Do início de 2020 até o torneio em Washinghton eram apenas sete vitórias, além de seguidos problemas de saúde, como miomas uterinos que lhe causavam fortes dores. Desde 2011, convive com a síndrome de Sjogren, uma doença autoimune que causa excesso de fadiga e dores nas articulações.
“Minha jornada de saúde foi muito assustadora”, disse em entrevista coletiva um dia antes do torneio.
“Acredito que não vá longe. Serão aparições mais pontuais porque o tenista sente mesmo falta da rotina, mas ainda não vejo como uma volta definitiva. A vitória só mostra o tamanho dela para o esporte”, analisa a ex-tenista Andrea Vieira, a Dadá, primeira jogadora do Brasil a vencer uma das cinco melhores do mundo na Era Aberta.
“A forma como ela sai de quadra, com uma alegria genuína e olhos marejados, impactou muito a todos por se tratar de uma lenda do tênis. Em termos práticos, a vitória não significa nada para ela, mas falando de simbolismo é algo enorme. Ela não tem mais dinheiro a ganhar, mas ficou feliz por ter superado ela mesma, o próprio corpo que está limitado”, acrescenta Luís Stival, analista de desempenho de tênis profissional, responsável pelo canal de YouTube Tênis Além do Óbvio.
Antes da volta, jornais americanos colocavam em xeque e analistas criticavam a possibilidade de uma exposição desnecessária de uma supercampeã em quadra.
“Havia temor por um papelão. E ela não o fez, pelo contrário.
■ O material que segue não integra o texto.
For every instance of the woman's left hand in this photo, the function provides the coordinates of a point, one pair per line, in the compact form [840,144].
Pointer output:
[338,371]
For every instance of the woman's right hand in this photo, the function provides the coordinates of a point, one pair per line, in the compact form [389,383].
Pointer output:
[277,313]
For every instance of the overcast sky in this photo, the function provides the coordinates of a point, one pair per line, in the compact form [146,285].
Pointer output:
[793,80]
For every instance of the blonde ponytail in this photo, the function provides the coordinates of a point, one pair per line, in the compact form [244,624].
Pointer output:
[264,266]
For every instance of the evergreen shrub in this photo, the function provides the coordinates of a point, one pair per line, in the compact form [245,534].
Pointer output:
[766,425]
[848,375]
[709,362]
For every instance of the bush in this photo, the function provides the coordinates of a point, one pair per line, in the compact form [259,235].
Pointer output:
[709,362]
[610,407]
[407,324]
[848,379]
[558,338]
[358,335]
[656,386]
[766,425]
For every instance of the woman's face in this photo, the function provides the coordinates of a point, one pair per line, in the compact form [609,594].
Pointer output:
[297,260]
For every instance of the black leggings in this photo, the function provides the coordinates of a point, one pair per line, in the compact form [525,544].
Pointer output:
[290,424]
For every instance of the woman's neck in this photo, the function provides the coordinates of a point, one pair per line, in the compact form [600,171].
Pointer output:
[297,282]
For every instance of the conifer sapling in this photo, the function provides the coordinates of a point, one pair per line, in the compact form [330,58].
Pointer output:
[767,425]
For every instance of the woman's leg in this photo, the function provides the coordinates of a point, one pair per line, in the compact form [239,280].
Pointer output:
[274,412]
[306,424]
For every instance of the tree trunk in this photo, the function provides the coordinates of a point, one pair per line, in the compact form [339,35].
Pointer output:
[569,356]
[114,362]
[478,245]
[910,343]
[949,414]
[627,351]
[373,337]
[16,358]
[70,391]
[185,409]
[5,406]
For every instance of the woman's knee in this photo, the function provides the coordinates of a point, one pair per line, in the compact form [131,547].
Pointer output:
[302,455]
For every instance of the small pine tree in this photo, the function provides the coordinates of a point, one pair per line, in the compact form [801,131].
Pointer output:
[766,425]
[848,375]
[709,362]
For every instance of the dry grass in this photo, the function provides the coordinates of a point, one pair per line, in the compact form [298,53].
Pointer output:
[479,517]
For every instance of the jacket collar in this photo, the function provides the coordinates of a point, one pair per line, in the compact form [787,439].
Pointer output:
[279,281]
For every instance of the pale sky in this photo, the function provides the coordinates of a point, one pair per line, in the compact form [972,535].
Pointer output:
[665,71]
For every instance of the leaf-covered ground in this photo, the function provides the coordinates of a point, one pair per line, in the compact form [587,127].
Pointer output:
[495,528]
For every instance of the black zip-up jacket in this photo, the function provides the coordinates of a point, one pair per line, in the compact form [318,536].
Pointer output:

Acho que que pode abrir um case de longevidade às mulheres, ser um estímulo no futuro, assim como há muitos casos entre os homens como Ken Rosewall e Jimmy Connors”, explica Ricardo Acioly, o Pardal, ex-técnico de Fernando Meligeni e do Brasil na Copa Davis.
Antigo rebatedor da americana Bethanie Mattek-Sands, ex-número 1 do mundo em duplas, o ex-tenista brasileiro Bruno Puzzi, que trabalhou como sparring de Serena em 1999, acredita que a americana viverá agora seu melhor momento após anos de sacrifício.
“Agora é o desafio só dela, é algo totalmente interior. Antes era para a mídia, para o patrocinador, para o Richard Williams (pai e mentor das jogadoras), mas agora é só para ela. E isso é libertador. Conhecendo de perto o jogo delas digo: dá para ganhar. Mas agora sem pressão”, afirma o atual coordenador técnico da escola Tennis Santos.
Venus deixou o torneio falando o óbvio: que nem ela mesma sabe o que ocorrerá no futuro distante. Que seja eterno enquanto dure.